We encourage users to follow the above steps to train a model that is suitable for their own purposes. If this is not an option, the package contains an example model that has been pre-trained using accounts that had at least one feedback received in August 2014. These data were collected by Nicolas Christin's group and a large subset is available from the IMPACT portal (https://impactcybertrust.org); the full data will be released shortly. There are a total of 2395 accounts from the following marketplaces: Agora, Alphabay, Black Market Reloaded, Dream, Evolution, Pandora, Silk Road 1, Silk Road 2 and Traderoute. 2135 of these accounts had posted at least one PGP key.

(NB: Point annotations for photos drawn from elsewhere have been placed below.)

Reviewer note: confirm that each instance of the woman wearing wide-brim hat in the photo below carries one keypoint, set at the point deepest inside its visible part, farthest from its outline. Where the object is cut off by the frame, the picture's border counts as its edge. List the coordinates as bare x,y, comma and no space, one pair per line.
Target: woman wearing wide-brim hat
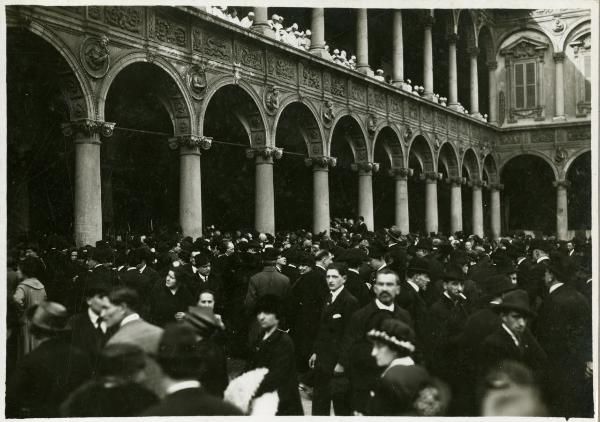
398,387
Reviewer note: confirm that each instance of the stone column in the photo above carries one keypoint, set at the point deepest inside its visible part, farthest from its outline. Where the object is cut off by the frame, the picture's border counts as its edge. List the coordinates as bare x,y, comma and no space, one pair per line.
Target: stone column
559,90
362,42
431,215
455,203
264,194
190,181
260,24
493,114
562,217
401,201
473,53
495,209
477,207
321,216
452,73
86,134
428,55
398,50
317,38
365,191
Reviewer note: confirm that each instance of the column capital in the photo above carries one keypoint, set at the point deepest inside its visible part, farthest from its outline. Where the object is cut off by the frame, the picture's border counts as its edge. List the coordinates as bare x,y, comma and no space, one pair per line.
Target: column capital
564,184
431,176
86,128
265,153
193,142
365,167
477,183
401,172
456,181
474,51
321,162
558,57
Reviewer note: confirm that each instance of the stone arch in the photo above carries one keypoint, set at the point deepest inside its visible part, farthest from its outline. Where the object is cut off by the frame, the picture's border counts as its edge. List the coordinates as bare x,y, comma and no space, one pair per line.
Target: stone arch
448,158
390,138
307,122
171,91
354,134
471,163
541,155
249,112
491,169
74,83
420,146
579,28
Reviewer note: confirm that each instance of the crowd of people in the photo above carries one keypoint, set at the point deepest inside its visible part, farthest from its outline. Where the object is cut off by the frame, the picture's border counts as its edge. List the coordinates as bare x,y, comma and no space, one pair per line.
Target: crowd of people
367,323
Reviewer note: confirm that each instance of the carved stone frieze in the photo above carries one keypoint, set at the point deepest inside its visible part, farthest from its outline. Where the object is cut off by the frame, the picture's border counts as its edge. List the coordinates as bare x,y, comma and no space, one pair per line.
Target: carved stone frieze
95,56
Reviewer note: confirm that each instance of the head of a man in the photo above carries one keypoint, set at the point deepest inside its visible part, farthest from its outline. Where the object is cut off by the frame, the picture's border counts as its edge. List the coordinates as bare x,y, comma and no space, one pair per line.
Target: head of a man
386,286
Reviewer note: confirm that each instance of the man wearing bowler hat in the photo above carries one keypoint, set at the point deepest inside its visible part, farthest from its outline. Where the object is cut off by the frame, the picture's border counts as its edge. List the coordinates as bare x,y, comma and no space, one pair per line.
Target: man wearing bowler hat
513,340
46,376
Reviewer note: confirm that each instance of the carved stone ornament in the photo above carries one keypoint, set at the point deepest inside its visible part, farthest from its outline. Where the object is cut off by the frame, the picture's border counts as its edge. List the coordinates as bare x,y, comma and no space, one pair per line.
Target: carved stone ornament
265,153
272,98
321,162
87,127
190,141
196,79
327,112
94,56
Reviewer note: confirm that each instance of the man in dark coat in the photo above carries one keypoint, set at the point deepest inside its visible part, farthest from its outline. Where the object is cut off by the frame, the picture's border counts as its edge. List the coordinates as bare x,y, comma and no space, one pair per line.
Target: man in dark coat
564,330
355,355
513,340
334,319
47,375
181,362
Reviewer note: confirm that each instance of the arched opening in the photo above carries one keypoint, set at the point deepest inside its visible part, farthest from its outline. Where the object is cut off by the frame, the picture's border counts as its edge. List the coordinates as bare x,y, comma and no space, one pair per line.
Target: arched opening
486,55
388,154
40,160
464,44
579,193
347,141
292,178
228,176
448,166
421,161
529,201
140,172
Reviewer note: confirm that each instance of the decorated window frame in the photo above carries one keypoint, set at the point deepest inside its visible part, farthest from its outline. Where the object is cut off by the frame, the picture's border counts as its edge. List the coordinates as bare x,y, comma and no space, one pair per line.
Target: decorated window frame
582,58
522,57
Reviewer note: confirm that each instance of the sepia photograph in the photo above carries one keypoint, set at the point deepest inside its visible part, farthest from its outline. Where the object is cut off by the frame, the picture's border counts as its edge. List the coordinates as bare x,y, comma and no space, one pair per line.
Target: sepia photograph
357,210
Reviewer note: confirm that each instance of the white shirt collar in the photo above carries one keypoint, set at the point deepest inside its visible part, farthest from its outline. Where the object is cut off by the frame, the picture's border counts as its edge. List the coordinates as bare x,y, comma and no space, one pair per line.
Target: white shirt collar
384,307
335,293
183,385
554,287
129,318
515,340
414,285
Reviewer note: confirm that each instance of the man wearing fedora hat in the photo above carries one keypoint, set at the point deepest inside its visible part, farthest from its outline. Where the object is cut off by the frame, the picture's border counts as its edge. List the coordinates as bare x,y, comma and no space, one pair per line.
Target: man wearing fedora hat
45,377
564,329
513,340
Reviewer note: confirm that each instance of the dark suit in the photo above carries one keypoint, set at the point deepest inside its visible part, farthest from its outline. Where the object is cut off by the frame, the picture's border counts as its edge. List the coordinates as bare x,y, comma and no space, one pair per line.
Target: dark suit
334,320
564,330
192,402
44,378
355,354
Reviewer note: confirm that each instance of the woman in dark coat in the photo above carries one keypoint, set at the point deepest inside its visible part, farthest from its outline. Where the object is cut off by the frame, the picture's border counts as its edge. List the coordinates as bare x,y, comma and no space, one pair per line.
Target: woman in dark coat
169,300
273,349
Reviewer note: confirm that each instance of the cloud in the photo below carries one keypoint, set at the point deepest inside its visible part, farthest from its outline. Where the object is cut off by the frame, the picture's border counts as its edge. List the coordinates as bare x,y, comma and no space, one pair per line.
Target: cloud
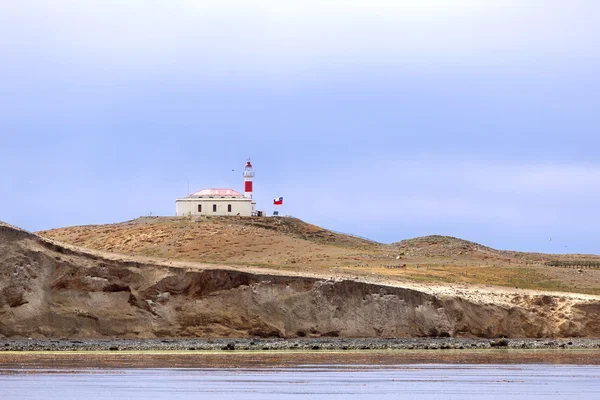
274,37
449,191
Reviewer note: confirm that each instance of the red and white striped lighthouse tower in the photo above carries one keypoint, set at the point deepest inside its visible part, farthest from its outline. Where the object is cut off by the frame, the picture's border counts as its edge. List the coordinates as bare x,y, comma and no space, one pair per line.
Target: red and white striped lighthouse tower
248,176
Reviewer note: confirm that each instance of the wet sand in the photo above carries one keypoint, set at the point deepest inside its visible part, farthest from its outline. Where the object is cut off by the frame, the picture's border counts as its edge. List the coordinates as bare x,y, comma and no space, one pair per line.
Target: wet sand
265,359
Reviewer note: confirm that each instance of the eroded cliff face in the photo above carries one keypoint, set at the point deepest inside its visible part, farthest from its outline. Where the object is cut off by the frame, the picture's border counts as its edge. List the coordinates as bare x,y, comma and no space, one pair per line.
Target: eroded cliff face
48,290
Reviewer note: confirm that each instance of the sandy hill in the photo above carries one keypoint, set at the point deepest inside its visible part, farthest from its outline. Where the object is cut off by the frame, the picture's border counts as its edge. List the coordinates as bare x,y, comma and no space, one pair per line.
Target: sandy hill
238,240
55,290
436,245
292,245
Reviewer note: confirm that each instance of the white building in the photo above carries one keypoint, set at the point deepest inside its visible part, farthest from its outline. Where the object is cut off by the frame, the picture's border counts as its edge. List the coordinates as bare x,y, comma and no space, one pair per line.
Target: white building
220,201
215,202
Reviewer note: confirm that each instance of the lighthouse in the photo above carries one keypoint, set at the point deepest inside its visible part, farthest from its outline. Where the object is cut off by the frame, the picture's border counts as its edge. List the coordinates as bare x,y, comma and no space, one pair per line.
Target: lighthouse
248,176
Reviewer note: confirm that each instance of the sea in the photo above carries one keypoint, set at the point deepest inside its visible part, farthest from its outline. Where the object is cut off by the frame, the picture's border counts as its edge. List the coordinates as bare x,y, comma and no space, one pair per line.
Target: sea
365,382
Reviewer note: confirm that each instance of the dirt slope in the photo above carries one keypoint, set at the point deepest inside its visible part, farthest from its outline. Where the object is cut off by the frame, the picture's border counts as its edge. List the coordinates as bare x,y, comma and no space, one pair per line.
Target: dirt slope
297,247
52,290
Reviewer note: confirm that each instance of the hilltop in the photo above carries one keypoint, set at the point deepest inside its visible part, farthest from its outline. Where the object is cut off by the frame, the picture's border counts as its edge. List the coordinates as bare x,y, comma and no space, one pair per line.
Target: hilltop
289,244
50,289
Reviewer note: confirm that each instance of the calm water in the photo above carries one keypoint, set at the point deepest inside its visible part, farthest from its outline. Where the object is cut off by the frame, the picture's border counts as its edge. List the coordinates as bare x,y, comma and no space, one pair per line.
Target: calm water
332,382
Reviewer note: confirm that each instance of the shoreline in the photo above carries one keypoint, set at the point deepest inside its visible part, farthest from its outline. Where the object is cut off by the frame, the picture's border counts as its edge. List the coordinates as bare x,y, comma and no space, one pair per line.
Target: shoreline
60,362
61,355
253,344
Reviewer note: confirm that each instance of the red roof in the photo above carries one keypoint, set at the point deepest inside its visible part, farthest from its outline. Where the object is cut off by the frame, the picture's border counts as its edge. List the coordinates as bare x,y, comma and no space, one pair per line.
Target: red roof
217,193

There are 2,278,045 pairwise comparisons, of which 610 are matches. Pairwise features were produced using the procedure described above for the time period 2011-05-22 to 2018-08-22.

The model is stored as a randomForest object in exampleFit. To generate predictions, users need to have 25 pairwise similarities as input: idDist, sameMarket, profileJaccard, titleJaccard, descriptionJaccard, catJaccard, catDosageJaccard, catUnitJaccard, catDosageUnitJaccard, diff_numListingsWithFeedback, diff_totalFeedback, diff_dailyFrac, diff_daysActive, diff_diversity, diff_meanPriceSold, diff_medianPriceSold, diff_minPriceSold, diff_maxPriceSold, diff_priceRange, diff_numDescriptionTokens, diff_numTitleTokens, diff_numProfileTokens, diffSalesDates, salesOverlap, totalSalesDays. These are generated in Step 3 as described above. Say these are stored in mySimilarities. Predictions can then be generated as follows:

testPreds <- predict(exampleFit, mySimilarities, type = "vote")[, 2]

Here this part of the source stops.